Effective collaboration means "integration" and involvement of all employees. A manager succeeds all the better because he manages to "integrate" his employees into the objectives, tasks and projects of the company. In other words, a successful manager or manager is one who practices a participatory "leadership style." "Directional style" should not be understood here as the image that the manager gives himself vis-à-vis the outside or his collaborators. Instead, it is a matter of increasing the personal "efficiency" and work of the supervisor in the arena of "integration" and the participation of his collaborators (Watson and Wixom).

To support such an organization, the principles of Fair Management emphasize dialogue, dialogue and delegation as the pillars of a management mode in which the development of skills and career developments integrate personal projects and relationships based on mutual respect and recognition (Watson and Wixom).

iii. Environmental Change Realization

Business activities have a considerable environmental impact. Companies that are committed to a sustainable development approach want to minimize their impact on the environment. Factory chimneys releasing greenhouse gases Business activities have a considerable environmental impact. They represent a major source of natural resources harvesting and releases to the environment. The oil industries and chemical plants are not the only polluters. All businesses consume raw materials, energy, water, use space, and release more or less harmful and polluting substances into the environment in different proportions depending on their activity (Harmes). 

The intense consumption of natural resources by certain industries causes considerable environmental damage: deforestation, extinction of animal or plant species, depletion of resources. Serious pollution of the environment, as well as global warming, are to be deplored in part Because of the discharges of companies: the discharge of harmful substances into oceans or rivers, polluting gases or greenhouse gases into the air, hazardous and polluting substances in nature (Harmes).

Many companies are aware that their long-term survival depends on their involvement in the protection and preservation of natural resources. Their environmental stakes are vast: consumption of raw materials, energy, water and natural resources. Releases to the environment use of space compliance with environmental laws and regulations (Zott and Amit).

The education and training of company’s employees is quite a lot cited as a parameter in the successful implementation of an ecological management process. To properly implement an environmental management system, managers, employees and workers must be trained in this new system. Specifically, human capital development programs will assist in developing the capabilities of staff to empower them in order to manage the necessities of their novel venture, to appropriately realize their ecological duties and to react swiftly to cases of environmental risk. They will also raise their awareness of environmental issues. Companies that are "proactive" regarding the natural environment also try to create a climate, an organizational culture that supports the goal of protecting the environment (Prasad and Elmes). 

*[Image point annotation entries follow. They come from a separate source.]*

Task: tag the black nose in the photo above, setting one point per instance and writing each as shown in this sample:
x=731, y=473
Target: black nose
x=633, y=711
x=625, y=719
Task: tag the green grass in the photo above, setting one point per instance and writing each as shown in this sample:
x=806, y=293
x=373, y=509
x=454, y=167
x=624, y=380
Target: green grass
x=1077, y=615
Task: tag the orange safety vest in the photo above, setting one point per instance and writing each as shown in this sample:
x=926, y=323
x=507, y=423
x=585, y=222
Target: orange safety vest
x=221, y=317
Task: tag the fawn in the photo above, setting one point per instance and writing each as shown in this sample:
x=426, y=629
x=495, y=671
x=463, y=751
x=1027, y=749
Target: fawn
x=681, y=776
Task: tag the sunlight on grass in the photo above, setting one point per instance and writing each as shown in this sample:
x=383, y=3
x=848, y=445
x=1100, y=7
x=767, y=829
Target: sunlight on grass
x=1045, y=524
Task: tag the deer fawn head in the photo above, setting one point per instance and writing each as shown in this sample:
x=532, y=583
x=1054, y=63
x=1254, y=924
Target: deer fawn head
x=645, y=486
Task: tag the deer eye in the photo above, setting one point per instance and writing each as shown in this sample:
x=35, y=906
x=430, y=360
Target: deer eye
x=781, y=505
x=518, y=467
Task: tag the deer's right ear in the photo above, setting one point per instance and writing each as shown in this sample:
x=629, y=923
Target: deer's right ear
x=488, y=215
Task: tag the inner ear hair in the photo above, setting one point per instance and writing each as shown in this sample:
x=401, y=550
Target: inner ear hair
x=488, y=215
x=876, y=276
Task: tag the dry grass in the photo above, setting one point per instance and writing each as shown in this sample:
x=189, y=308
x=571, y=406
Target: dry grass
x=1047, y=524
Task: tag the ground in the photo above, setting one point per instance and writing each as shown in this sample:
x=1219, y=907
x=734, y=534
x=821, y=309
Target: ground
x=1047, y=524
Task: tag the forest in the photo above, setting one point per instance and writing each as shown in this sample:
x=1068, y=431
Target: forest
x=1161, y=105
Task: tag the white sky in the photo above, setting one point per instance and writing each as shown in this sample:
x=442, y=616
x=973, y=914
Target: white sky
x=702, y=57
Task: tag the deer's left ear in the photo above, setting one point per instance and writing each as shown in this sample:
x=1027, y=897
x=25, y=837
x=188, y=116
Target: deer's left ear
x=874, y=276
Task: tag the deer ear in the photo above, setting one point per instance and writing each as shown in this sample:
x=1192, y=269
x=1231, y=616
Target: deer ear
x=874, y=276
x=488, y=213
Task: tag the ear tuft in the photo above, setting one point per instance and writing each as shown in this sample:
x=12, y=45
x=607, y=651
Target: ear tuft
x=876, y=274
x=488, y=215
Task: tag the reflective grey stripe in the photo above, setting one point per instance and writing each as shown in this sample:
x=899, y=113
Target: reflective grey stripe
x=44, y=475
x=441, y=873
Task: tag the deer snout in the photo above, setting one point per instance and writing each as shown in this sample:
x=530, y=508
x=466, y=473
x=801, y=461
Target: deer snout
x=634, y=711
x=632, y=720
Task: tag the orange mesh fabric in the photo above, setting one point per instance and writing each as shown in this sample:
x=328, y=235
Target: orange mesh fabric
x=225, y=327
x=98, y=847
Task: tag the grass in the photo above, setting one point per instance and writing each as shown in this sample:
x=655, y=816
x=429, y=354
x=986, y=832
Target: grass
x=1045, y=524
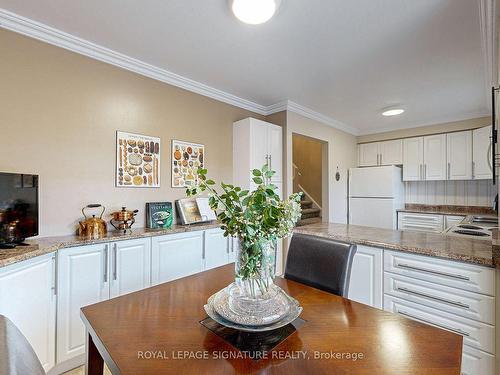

Monitoring results are about monitoring results and holding employees accountable for some of them. Environmental, financial and non-financial performance measures will help to focus the efforts of managers and employees on the environmental goals to be achieved. Individual and group rewards must be explicitly linked to the performance of these performance measures. Indeed, the use of reward systems based on environmental performance helps translate environmental policy into everyday actions (Lee).